The two biggest impacts to your sports routine will be the changes in heart rate and blood pressure. Make sure to warm up slowly to let your body adjust to the increased metabolic demand. You can wear a heart rate monitor if you wish, or else just make sure you’re not pushing yourself to the point of feeling faint. Doctors used to recommend keeping your heart rate below 140 BPM while pregnant, but that has since been shown unnecessary. Read more about heart rate while pregnant here.

Muscles and ligaments
Not only do your blood vessels themselves relax: muscles, ligaments, and tendons throughout your body will too. You may notice this as a general sense of weakness or an inability to “push yourself” as much as usual. Tendons and cartilage become longer and less stiff. You may experience general instability in your shoulders, hips, knees, and ankles because of this. Some women find themselves clumsier than normal (yes, you’re not imagining it!) as everything in your body gets “looser”.

However it’s not all bad! Your body has an unparalleled ability to heal and regenerate itself right now. Relaxin prompts muscle fibers to regrow, helps heal muscles and ligaments, encourages bone growth, reduces inflammation, and promotes wound healing. It’s such a miraculous hormone that scientists are trying to use it to help heart attacks victims! And you have about ten times as much of this pumping through your body as usual. Pretty neat, huh?

The biggest challenge to your sports regime will be risk of injury due to the sudden increase in range of movement. One commonly injured ligament in pregnant women is the ACL in your knee. Avoid activities that put sudden stress on the knee, such as basketball, lots of jumping, or downhill skiing.

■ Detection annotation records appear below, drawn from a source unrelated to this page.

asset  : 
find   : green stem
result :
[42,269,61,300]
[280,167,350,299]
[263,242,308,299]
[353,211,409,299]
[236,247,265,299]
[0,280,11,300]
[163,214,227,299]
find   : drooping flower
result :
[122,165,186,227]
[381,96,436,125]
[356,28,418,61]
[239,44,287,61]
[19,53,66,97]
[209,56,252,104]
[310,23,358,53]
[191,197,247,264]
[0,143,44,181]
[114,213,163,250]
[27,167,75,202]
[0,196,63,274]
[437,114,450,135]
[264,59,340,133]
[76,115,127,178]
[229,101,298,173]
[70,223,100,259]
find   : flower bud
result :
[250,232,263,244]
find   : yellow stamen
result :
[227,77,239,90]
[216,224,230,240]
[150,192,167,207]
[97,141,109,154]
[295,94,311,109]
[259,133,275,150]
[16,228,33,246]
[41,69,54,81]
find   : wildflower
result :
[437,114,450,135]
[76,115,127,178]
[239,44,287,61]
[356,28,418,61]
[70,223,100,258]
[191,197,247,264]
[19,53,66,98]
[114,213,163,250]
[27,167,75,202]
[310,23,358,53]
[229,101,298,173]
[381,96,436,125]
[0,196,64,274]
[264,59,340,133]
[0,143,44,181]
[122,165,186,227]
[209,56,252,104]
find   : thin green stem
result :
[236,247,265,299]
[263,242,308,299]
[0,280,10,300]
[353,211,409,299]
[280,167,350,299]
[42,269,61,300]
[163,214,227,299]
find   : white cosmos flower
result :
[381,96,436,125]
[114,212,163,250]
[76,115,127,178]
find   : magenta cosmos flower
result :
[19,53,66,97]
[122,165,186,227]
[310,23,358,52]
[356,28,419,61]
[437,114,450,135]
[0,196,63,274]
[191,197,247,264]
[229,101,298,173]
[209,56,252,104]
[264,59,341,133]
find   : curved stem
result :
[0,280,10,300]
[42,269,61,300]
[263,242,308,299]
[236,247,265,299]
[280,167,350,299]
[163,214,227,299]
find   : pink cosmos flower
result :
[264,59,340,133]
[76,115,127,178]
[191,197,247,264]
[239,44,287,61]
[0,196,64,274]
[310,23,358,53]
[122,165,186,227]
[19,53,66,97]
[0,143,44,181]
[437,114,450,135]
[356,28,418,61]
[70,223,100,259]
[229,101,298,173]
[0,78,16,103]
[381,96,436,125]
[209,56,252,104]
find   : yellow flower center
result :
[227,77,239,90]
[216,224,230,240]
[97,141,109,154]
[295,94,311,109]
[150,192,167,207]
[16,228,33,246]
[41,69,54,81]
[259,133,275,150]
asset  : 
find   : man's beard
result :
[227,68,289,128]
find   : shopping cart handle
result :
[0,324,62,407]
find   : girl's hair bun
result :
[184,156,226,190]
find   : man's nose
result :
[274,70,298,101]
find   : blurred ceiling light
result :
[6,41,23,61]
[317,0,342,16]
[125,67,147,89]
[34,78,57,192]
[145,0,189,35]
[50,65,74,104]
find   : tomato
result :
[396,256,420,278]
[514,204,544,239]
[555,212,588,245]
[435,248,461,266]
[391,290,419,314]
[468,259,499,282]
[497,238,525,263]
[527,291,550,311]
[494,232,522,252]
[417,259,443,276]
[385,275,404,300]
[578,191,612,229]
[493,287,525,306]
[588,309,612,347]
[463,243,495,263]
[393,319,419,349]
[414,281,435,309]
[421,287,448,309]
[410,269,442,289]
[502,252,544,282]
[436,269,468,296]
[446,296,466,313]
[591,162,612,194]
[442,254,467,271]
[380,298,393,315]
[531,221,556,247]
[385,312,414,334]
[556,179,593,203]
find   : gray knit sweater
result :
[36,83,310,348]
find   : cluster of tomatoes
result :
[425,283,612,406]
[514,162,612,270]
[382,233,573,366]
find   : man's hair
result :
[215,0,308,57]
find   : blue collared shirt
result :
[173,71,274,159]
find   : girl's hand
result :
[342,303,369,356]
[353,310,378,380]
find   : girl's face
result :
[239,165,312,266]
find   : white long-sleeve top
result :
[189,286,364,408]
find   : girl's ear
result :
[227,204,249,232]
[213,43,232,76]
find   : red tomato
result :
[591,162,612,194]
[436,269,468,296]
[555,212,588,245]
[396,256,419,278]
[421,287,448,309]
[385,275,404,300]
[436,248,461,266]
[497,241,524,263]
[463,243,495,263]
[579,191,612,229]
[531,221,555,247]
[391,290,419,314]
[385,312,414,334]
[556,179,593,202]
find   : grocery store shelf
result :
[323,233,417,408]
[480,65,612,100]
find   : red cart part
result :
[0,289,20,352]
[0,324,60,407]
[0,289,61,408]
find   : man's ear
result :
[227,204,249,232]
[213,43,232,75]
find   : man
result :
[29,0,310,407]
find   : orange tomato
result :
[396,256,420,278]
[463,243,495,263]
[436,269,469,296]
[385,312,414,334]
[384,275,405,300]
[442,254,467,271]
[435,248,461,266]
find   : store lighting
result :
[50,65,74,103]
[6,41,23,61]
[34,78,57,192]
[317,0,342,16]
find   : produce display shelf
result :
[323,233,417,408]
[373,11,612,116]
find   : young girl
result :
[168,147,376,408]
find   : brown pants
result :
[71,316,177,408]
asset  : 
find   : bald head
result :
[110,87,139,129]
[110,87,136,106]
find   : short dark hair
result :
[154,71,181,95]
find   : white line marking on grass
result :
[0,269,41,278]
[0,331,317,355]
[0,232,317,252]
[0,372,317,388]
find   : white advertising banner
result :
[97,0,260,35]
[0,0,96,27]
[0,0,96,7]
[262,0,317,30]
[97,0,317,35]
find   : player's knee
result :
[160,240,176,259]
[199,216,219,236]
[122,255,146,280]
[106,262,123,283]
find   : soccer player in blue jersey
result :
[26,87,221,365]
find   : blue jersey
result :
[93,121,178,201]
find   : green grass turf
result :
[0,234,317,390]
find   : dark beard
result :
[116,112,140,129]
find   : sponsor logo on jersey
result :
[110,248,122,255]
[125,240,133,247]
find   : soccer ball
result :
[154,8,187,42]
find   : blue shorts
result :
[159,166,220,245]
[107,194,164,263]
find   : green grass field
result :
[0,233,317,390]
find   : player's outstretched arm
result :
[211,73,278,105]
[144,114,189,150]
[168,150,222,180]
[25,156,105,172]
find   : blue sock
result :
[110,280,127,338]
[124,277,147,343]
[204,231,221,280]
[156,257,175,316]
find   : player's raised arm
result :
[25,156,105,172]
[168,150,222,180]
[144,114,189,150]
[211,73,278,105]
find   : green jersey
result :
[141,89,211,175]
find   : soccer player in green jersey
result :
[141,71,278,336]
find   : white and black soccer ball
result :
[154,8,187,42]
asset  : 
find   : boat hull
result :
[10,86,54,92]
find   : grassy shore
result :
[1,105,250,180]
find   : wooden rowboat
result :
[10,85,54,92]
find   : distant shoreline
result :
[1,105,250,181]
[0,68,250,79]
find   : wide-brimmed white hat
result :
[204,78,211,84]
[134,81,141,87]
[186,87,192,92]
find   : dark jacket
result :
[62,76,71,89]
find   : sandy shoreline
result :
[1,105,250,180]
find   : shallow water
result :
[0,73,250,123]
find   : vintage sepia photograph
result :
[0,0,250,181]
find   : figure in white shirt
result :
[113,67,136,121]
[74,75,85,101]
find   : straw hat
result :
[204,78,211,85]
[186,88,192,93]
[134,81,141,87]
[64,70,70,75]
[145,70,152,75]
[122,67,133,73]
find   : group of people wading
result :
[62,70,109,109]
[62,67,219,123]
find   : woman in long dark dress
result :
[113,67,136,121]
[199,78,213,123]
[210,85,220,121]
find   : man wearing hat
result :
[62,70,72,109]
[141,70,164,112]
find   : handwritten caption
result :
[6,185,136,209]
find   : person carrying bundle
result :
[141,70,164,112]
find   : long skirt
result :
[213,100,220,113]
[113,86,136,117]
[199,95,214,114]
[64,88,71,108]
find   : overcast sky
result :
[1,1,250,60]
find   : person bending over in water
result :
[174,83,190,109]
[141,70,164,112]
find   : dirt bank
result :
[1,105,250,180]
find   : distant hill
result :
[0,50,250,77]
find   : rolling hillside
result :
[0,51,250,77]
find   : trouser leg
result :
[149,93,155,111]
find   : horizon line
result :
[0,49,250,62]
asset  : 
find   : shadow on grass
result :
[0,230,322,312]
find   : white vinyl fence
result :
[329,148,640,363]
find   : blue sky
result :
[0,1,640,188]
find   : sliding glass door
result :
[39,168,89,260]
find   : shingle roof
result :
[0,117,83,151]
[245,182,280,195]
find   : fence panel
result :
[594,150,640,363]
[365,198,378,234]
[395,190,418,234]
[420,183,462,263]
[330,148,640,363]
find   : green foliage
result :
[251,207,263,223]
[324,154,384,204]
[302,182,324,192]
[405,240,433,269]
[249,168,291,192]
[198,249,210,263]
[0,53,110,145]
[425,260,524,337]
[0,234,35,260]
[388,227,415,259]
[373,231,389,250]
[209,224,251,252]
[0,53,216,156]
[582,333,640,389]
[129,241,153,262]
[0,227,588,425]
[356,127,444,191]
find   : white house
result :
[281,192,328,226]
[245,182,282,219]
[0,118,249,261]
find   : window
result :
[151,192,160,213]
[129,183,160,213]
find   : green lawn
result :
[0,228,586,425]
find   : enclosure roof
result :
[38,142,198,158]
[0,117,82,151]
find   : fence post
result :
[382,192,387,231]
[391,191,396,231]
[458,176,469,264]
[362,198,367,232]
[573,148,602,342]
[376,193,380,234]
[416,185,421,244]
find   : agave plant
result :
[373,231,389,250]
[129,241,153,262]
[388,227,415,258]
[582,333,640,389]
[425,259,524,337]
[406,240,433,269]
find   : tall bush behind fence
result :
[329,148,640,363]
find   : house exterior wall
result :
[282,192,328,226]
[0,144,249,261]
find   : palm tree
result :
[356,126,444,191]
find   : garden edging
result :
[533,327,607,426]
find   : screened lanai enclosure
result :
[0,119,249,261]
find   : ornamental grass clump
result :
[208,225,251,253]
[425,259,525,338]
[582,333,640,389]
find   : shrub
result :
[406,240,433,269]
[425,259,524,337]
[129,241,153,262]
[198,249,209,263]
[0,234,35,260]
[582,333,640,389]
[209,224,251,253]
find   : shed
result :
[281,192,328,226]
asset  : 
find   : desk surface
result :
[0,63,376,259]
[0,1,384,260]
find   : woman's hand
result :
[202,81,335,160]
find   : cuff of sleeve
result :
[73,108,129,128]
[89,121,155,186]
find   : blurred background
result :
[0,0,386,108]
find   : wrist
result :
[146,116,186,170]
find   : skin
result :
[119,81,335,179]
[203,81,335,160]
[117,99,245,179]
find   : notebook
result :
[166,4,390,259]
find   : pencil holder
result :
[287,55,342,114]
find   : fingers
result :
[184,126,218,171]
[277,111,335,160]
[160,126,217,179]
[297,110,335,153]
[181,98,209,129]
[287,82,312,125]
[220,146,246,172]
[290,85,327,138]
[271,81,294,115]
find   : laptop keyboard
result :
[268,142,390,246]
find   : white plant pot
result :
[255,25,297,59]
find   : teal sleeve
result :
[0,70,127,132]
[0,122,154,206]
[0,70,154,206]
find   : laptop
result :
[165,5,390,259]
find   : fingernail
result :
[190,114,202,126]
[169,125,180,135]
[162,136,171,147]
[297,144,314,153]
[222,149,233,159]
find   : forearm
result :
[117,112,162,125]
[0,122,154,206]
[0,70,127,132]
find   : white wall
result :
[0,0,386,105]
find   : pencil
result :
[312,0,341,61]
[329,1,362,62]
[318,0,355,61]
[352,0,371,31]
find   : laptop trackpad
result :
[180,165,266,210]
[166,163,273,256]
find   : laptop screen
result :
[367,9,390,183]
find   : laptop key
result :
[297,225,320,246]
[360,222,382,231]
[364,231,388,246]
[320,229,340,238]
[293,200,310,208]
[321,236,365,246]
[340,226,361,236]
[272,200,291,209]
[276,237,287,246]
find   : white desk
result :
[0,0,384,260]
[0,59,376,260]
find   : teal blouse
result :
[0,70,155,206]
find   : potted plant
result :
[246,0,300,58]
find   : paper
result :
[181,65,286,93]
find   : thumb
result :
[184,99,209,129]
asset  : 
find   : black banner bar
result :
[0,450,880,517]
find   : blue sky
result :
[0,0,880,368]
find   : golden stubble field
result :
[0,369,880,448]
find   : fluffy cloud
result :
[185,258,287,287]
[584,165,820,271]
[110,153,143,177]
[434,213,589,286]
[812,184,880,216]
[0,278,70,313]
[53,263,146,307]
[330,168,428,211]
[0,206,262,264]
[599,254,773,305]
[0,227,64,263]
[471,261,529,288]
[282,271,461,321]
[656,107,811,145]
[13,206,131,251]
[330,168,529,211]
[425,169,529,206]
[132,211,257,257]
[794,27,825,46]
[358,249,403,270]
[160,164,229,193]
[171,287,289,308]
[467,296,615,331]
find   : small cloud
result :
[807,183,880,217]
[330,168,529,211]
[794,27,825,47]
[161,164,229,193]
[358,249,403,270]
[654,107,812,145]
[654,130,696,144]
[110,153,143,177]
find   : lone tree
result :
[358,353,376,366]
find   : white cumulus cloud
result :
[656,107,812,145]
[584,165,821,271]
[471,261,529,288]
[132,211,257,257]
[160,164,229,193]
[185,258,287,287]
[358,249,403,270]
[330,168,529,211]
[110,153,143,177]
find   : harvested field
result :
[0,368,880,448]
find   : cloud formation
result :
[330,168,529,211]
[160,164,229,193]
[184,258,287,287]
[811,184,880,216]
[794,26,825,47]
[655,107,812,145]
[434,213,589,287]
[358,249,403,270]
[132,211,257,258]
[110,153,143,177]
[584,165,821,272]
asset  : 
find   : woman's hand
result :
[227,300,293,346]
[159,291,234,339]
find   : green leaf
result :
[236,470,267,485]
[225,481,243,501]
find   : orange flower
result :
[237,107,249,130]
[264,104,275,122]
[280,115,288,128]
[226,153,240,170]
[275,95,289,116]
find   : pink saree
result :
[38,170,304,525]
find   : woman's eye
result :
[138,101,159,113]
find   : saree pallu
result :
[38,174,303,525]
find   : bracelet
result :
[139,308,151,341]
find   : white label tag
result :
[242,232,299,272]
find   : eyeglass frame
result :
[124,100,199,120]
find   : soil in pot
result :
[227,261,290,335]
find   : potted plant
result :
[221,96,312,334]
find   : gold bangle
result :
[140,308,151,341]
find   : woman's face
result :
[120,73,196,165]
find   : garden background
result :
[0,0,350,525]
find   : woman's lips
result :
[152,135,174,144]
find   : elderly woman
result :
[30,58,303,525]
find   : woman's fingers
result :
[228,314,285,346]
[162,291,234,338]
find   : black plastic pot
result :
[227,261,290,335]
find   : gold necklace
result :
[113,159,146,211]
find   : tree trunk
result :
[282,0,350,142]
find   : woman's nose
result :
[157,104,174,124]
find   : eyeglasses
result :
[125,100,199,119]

You can pick them up again once the relaxin drops off at the 10-12 week postpartum mark.

It’s also important not to overstretch yourself. You will likely feel more flexible than usual while pregnant, which is great! When doing yoga or cranking through your stretch routine, be sure not to push yourself too far into the poses. It shouldn’t feel tight or painful. Even better, alternate between engaging the muscle and stretching it to safely preserve flexibility.

Birth canal
Finally, the one area we all expect to change with pregnancy and childbirth: the birth canal. As mentioned above, relaxin will cause ligaments in your body to soften. It turns out there’s one ligament that’s particularly susceptible to this: the pubic symphysis at the very front of the pelvis, which connects the left and right halves together. The uptick in relaxin just before labor will prompt this ligament to widen for birth. Relaxin also softens the vagina and cervix, both of which are made of fibers and muscle. Your entire pelvic area essentially becomes more elastic to fit baby through! All thanks to relaxin.

Relaxin has countless effects through your entire body, from relaxing blood vessels to relaxing muscles and ligaments. The biggest changes to be aware of while working out are increased ligament instability, increased joint and muscle flexibility, lower blood pressure, and higher baseline heart rate. These all have workarounds to keep you healthy and free from injury while exercising for two.